Photo by Taryn Elliott

This is the question facing modern women. I know many people on both sides who say it’s hardly a question at all and that the answer is obvious. I know how I’d answer it. Our society likes to tell women that their greatest worth will come from high powered careers, that they can have families if they want to but that they should have careers. Frankly, I have to agree with Jordan Peterson’s perspective on this one. Only a very select few ever actually achieve careers. The rest of us go to jobs everyday. Some jobs are undoubtedly more enjoyable than others but they’re all generally performed for the same purpose of paying the bills and not work that someone would do for free. 

There are the dreamers of the world, those high flying individuals who become masters and leaders in their fields and of course there are women among them. However, to treat those women as the rule rather than the exception is to dismiss the ultimate feminine superpower, the ability to give birth. We alone have the capacity and natural inclination for motherhood. Some people say that a woman’s worth should be measured by more than her ability to push out babies and they’re absolutely right. Being an effective mother is about raising those babies to be good, virtuous people.

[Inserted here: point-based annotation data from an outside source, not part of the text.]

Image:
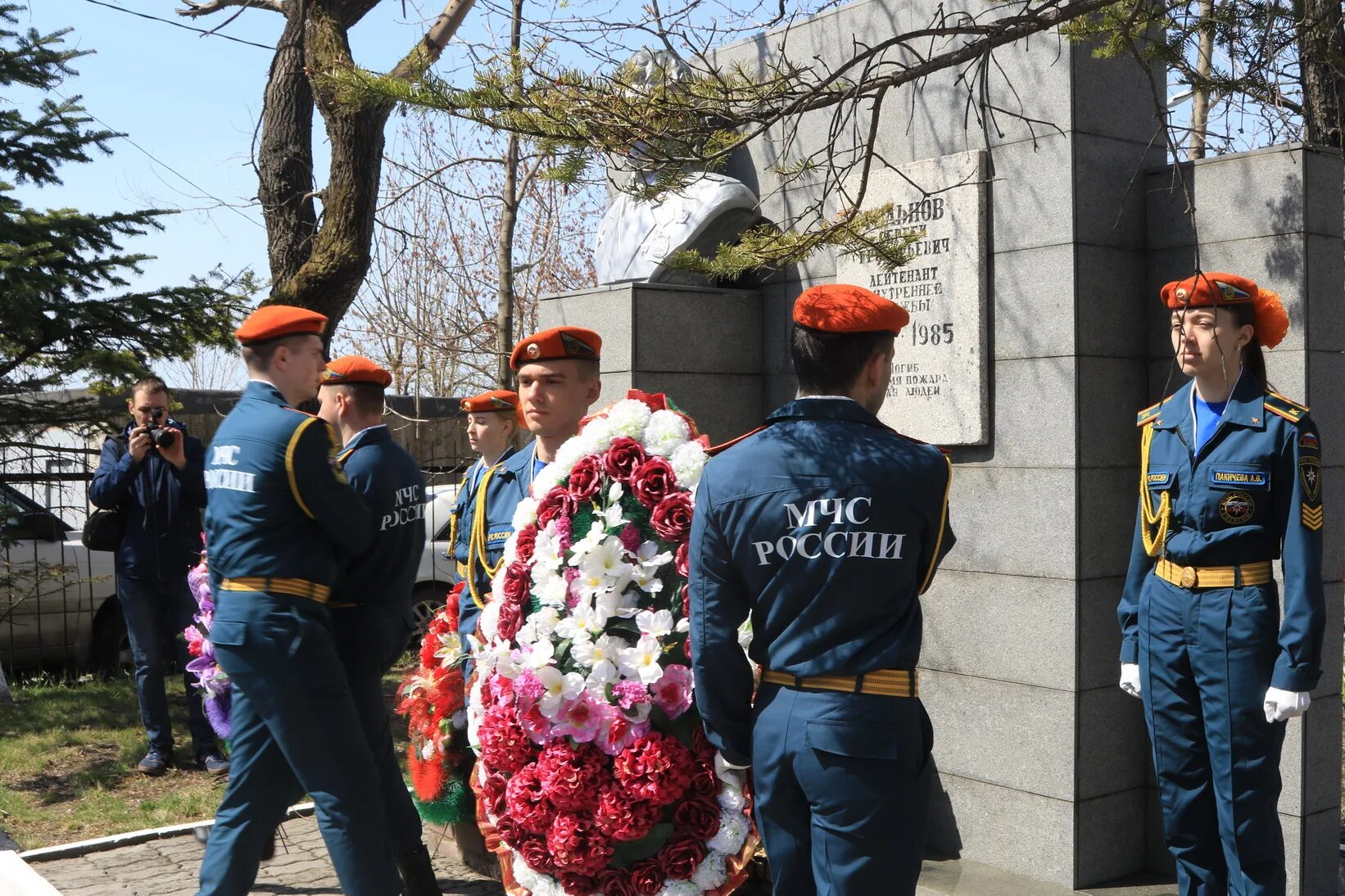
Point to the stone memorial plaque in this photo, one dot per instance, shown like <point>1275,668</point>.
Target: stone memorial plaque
<point>939,380</point>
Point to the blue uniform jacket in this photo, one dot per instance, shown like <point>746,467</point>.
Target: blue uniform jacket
<point>389,481</point>
<point>506,487</point>
<point>159,504</point>
<point>825,527</point>
<point>1252,493</point>
<point>279,500</point>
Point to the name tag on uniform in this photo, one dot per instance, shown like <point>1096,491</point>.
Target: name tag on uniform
<point>1240,477</point>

Success and ambition are incredibly enticing. I myself can attest to that. It feels good to be financially independent, to stand on your own two feet, to not worry about how to pay your bills and to be able to afford the things you enjoy. The deal is only sweetened as a career trajectory does begin to take shape. A technical degree in a STEM field paired with a job in a fairly stable industry that’s currently hemorrhaging retirees has upward mobility written all over it. It’s not difficult to imagine a future.

But all the money and success in the world doesn’t hold a torch to how badly I want to be a good wife and mother. There are certainly women out there who learn to split the difference and excel in motherhood and their careers but even in this there are sacrifices. Even the most well organized and motivated people have their limits. There’s only so much of you to go around. Choosing how to spend it is a necessary evil of our empowered and fast-paced world.

Financial independence can be a huge step toward maturity and adulthood as it was for me. It was a key motivator but it was never the goal, nor do I think it should be. I don’t think anyone should ever become so proud of their workplace accomplishments that they forget who and what they’re working for. There’s nothing wrong with being an empowered lady boss. Whatever you do should be done with excellence but people are often quick to forget that concept extends to the home as well.